The doctor came presently, having been summoned in haste, and decided that Kate must be put to bed and kept very quiet. She was lying with her arm round John’s neck in the candour of reconciliation, terribly pale, but quite at ease. “May I have my old room?” she said, “and will you stay with me, mamma? I have not brought a thing, not so much as a pocket-handkerchief.” Kate was Kate again, notwithstanding the dreadful ordeal through which she had passed.
When the unlooked-for visitor had been installed again, an invalid, in the room from which she had sallied forth to invade and transmogrify life at Fanshawe, Mrs Mitford was called outside to speak to John. She found him with his hat in his hand, ready to go out. “I must go to Fernwood instantly,” he said; “I shall be in time for the last train from Camelford. Her father must know without delay.”
“Do you suppose he does not know?” cried Mrs Mitford. Such an idea had not occurred to her dutiful mind. “But, my dear, surely to-morrow will do.”
“I don’t think I should lose an hour in letting him know she is in safety. Mother, you will not leave her; you will be very, very good to her—for my sake.”
“Oh, my dear, and for her own too,” said Mrs Mitford, with tears. “Listen, she is calling me. She cannot bear me out of her sight.”
Upon which John took his mother in his arms, and kissed her as he had not done for long, and hurried out with tears in his eyes, and a heart as light as a feather. How the whole world had changed! He looked up at the light in her window as he sped along towards the station, and his whole being melted in a flood of tenderness. She was not a lady of romance—not a peerless princess above all soil of human weakness—but one that did wrong and was sorry, and would do wrong again, perhaps, and yet win a hundred tender pardons. Her very sin against him was only another sweetness. But for that she would never have come to him, never have thrown herself thus upon his love. John skimmed along the dark road which Kate had trod so dolefully, scarcely feeling that he touched the ground. He was too happy even to think. It seemed to be only about two minutes till he was in Camelford, the lights flashing past him through the night. He went across the station hastily towards the platform, which was swarming with the crowd that always made a rush for the last train. The London train, which was the one that passed Fanshawe, left in about a quarter of an hour, and John was aware that it would be impossible for him to get back that night.

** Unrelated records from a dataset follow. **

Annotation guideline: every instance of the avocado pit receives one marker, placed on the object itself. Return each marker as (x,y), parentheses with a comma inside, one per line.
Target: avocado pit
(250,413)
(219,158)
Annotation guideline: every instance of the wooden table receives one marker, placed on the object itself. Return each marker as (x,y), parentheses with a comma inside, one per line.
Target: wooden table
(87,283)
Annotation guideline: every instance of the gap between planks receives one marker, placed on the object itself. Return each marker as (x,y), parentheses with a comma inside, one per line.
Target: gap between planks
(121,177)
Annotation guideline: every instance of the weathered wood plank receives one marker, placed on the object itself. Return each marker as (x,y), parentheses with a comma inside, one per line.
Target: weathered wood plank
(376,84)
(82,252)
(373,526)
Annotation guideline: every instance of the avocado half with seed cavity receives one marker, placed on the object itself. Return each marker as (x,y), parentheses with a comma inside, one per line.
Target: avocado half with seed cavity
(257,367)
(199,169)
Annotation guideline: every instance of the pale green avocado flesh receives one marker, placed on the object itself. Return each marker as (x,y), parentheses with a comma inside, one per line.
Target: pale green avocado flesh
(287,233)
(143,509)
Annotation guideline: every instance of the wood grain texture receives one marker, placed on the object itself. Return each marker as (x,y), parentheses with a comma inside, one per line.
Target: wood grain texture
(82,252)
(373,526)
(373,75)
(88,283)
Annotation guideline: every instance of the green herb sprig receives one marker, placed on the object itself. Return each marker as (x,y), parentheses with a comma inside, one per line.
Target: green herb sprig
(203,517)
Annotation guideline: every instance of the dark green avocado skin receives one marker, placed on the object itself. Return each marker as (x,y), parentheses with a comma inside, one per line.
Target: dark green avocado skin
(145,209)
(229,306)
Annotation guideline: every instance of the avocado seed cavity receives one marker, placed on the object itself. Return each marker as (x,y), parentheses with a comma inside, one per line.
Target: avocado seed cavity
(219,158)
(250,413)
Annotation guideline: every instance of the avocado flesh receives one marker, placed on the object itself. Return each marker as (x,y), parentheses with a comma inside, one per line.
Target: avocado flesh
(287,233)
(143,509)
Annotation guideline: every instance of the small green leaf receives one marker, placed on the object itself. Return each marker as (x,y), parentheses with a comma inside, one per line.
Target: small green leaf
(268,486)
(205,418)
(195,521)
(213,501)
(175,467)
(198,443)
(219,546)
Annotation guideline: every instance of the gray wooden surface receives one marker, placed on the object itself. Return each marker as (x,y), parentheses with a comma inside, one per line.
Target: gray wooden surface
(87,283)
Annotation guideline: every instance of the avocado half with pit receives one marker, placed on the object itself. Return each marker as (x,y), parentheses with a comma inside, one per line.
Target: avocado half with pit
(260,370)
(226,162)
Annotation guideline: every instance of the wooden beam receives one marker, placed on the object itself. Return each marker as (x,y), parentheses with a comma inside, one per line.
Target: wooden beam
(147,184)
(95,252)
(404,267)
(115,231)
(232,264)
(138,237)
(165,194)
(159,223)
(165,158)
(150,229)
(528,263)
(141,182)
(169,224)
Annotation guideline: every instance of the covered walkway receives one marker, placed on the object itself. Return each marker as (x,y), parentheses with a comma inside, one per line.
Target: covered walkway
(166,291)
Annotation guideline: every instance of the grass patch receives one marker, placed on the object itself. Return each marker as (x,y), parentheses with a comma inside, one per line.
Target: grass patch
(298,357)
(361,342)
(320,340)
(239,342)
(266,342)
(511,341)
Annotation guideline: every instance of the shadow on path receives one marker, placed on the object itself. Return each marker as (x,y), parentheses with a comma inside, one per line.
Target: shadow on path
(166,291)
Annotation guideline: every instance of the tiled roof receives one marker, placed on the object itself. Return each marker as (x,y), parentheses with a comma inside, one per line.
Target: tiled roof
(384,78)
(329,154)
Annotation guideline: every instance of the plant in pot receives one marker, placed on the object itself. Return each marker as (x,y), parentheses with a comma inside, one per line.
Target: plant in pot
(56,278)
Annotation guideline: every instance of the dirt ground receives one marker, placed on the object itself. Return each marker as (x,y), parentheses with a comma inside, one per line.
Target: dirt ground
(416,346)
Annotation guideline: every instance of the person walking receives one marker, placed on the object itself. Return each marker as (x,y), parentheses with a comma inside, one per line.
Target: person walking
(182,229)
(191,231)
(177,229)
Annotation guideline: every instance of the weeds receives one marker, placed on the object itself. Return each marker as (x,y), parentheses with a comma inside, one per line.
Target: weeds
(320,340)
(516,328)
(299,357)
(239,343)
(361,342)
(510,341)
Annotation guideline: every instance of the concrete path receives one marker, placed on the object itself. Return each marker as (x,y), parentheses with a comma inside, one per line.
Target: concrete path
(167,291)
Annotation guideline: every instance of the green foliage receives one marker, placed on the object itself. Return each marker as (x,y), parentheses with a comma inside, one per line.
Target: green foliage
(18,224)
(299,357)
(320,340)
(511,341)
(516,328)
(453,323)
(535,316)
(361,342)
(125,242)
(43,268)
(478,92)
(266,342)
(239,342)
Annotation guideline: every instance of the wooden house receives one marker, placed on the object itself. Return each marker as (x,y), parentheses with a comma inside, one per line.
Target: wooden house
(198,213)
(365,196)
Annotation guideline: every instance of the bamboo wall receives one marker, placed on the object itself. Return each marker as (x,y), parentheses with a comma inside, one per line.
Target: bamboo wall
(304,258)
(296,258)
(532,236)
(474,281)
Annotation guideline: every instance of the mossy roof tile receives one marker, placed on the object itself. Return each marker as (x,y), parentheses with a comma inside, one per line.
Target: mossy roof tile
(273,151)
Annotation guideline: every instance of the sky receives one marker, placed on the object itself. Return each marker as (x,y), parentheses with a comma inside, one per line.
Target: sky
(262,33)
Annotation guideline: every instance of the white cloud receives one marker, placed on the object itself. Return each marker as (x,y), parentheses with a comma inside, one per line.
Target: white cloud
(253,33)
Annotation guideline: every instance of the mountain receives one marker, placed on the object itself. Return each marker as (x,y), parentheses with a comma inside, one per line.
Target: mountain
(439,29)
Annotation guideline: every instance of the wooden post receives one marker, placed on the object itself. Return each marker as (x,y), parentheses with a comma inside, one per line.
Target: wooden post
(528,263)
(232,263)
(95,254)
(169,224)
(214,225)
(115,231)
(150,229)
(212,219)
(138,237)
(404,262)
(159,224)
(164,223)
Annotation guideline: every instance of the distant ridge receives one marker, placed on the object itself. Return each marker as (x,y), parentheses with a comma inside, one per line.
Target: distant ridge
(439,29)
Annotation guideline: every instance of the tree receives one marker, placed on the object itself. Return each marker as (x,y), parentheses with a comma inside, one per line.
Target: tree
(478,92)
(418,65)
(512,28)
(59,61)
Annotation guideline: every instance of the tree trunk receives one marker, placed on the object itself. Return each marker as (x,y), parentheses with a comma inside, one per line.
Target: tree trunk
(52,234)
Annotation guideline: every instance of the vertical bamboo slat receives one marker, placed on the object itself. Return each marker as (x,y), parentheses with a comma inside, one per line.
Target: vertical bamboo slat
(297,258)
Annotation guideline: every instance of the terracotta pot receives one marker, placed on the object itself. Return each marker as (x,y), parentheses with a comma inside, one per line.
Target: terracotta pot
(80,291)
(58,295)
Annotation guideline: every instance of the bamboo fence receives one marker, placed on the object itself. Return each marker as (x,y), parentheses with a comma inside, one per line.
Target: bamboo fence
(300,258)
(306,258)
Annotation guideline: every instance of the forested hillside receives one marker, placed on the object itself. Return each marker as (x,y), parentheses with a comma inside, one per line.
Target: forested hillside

But midway between the two, among the porters and the luggage, and all the prosaic details of the place, he ran against some one who called him sharply by his name. And then his shoulder was clutched and himself brought to a sudden standstill. It was Mr Crediton in search of Kate.
“Where are you going?” he asked, imperiously. But John had begun to tell his tale without waiting to be questioned. “I am on my way to Fernwood,” he said, “to let you know. Mr Crediton, Kate is with my mother.” And then there was a pause, and the two looked into each other’s faces. They confronted each other in the midst of the most ordinary prose of life, one the victor, the other the vanquished, with supreme triumph on one side and mortification on the other. John could afford to be friendly and humble, being the conqueror, but Mr Crediton in the darkness set his teeth.
“Well,” he said, with a long-drawn breath, “things being as they are, perhaps on the whole that is best.”
“Mr Crediton,” said John, “you cannot expect me to say I am sorry. God knows how happy and proud I am; but yet I can understand how you should be reluctant to give her to me——”
“Reluctant!” cried her father, between his set teeth; and then he stopped short, and made a supreme effort. “What are you going to do?” he said. “Your train is just starting—unless I can offer you a bed for the night.”